On Tuesday, 25 September 2012 at 18:33:45 UTC, jerro wrote:
I think there is one thing in this code that will hurt
performance much, much, more than allocations. This code will
compute elements of the result lazily. So each time you want
to read an element from the resulting range, O(log(n))
functions passed to map() will need to be computed. The
problem is that each of those functions computes sine and
cosine, so sine and cosine need to be computed O(log(n)) times
for each element. To get all n elements, you will need to
compute them O(n log(n)). Because computing sine and cosine is
about two orders of magnitude slower than multiplication and
division, this will be very slow.
I was wrong about the complexity. Because each element of the
result depends on all the elements of the argument range, you
actually need O(n) function calls to compute each element of
the result and O(n*n) function calls(and sine and cosine
computations) to compute all of them. You would need to use
memoization to get reasonable complexity.
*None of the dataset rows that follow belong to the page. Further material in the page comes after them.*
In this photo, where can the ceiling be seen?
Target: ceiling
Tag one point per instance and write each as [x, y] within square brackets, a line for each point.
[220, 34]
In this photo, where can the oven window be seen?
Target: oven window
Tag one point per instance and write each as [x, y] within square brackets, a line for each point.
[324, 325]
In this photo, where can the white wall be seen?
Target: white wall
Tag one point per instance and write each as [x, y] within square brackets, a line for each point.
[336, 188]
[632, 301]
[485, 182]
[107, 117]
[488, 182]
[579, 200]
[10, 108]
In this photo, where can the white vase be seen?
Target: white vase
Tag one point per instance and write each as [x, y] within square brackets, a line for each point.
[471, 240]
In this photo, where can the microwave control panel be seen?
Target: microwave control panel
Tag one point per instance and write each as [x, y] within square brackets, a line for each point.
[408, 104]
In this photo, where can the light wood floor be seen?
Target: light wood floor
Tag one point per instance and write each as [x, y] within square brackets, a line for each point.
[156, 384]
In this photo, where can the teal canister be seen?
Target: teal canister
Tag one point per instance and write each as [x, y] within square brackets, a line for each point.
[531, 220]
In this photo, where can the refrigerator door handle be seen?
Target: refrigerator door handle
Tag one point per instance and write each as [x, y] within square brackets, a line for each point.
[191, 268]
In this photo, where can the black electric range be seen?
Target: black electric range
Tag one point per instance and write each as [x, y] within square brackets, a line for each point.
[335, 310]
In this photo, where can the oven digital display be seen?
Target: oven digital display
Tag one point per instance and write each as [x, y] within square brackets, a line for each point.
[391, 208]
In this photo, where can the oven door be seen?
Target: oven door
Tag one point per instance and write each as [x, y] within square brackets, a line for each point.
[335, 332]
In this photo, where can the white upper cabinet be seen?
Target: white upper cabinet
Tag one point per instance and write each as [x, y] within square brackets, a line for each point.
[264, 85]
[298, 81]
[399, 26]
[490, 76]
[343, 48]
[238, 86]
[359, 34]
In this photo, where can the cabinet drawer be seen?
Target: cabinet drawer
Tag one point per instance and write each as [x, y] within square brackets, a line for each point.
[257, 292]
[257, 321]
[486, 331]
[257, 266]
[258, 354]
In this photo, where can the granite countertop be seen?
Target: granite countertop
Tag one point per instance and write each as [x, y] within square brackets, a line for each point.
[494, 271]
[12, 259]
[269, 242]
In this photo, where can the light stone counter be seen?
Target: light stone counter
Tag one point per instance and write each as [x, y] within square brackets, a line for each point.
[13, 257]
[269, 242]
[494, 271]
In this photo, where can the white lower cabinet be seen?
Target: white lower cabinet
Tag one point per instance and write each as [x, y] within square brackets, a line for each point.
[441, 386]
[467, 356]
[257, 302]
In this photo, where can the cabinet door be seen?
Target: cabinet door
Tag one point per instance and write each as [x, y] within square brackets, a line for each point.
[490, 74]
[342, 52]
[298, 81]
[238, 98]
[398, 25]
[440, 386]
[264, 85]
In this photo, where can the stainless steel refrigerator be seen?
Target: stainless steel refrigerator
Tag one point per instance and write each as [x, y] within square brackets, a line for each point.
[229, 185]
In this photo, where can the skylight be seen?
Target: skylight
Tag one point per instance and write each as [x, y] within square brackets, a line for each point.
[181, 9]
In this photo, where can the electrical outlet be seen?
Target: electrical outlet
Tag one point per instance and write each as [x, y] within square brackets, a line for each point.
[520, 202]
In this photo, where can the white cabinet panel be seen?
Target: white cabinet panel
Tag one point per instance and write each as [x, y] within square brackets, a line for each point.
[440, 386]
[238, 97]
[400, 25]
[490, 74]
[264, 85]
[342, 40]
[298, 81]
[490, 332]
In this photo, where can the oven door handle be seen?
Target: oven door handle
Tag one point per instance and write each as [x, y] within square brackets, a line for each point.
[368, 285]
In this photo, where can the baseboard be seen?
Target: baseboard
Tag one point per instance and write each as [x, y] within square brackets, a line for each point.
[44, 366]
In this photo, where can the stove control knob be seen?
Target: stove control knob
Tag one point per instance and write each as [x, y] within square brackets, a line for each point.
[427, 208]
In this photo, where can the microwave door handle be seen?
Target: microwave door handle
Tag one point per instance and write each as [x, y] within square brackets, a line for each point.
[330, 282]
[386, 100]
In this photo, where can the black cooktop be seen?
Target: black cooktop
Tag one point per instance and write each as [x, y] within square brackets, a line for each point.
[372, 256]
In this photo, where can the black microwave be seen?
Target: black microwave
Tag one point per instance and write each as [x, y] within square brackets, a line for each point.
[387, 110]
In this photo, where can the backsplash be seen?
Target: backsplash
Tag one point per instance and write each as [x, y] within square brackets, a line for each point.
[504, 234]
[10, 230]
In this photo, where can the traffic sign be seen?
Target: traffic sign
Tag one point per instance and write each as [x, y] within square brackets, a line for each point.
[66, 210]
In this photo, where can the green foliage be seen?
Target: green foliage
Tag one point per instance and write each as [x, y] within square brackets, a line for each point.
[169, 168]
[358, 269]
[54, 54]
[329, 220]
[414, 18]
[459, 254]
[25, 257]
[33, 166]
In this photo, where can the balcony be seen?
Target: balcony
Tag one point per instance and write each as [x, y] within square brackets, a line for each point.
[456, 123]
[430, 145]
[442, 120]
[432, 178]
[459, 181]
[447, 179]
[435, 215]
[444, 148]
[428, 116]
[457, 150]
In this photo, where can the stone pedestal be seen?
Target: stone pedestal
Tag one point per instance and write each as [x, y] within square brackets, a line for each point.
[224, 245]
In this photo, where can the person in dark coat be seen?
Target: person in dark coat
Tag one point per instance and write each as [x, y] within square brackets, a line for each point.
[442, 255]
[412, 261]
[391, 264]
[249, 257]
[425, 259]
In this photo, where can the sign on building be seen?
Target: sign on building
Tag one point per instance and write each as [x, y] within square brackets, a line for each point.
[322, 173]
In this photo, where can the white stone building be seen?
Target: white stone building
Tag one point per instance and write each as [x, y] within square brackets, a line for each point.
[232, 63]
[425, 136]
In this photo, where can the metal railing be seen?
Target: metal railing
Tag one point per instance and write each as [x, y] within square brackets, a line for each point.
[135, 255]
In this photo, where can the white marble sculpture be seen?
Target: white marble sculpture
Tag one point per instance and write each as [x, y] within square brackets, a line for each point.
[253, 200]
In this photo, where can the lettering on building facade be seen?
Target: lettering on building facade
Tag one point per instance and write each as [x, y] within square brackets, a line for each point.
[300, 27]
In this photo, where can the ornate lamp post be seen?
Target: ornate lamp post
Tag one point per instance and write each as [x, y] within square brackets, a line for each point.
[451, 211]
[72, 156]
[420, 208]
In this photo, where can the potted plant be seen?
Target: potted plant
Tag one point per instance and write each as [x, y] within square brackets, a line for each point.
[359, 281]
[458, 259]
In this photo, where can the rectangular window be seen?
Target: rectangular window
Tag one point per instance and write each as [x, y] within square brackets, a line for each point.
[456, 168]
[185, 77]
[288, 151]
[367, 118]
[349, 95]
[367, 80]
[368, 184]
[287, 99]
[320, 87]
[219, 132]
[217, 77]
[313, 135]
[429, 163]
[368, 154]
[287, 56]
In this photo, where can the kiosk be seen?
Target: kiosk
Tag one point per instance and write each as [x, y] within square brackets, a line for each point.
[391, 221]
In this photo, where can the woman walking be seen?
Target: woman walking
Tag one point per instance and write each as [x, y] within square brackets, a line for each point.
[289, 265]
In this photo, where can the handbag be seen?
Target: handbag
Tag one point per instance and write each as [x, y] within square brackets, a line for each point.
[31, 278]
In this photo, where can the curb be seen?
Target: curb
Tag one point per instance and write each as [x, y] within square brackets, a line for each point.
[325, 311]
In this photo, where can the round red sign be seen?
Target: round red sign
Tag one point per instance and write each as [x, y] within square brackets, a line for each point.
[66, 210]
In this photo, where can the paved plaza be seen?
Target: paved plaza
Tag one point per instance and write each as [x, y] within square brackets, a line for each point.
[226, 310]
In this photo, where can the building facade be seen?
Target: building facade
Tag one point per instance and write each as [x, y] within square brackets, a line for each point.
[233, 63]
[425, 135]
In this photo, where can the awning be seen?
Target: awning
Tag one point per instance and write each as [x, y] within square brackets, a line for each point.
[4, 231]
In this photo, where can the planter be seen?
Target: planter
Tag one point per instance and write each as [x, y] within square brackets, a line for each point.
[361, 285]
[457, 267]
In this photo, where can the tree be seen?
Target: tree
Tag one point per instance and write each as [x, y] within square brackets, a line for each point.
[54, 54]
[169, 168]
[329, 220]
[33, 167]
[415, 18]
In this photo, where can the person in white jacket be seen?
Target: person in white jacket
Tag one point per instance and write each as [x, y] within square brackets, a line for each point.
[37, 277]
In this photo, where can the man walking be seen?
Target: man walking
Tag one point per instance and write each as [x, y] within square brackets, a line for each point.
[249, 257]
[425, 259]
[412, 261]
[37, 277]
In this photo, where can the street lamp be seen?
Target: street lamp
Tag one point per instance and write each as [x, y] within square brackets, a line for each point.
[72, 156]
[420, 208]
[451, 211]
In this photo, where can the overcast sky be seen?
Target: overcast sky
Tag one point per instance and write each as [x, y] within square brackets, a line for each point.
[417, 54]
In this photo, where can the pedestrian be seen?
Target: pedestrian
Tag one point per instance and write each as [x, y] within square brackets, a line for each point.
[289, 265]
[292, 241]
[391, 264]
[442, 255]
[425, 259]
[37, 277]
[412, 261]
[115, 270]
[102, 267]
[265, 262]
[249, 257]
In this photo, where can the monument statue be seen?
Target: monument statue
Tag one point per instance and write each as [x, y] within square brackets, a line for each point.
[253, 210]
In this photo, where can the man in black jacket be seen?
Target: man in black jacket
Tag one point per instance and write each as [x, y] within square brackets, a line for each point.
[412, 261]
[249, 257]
Great point, I hadn't really thought about the laziness before --
I was doing this in Python and just thought it might be fun to
translate it to D. :P
I'd like to add that I don't think you can make this work the
way you meant it to. The problem is that you return a chain
when the length is 2, a chain of chains when the length is 4,
and so on. What fft of length n would actually need to return
is a binary tree of ranges with n leaves. The size of memory
needed for the value returned from fft therefore depends on the
length of the range it was given as an argument. So you need to
either use heap allocated memory for the return type, or the
return type needs to depend on the parameter range's length,
which would mean that the parameter range's length needs to be
a template parameter.
Ohh huh... sounds like you're right, lemme think about it a bit
more though.
Thanks! :)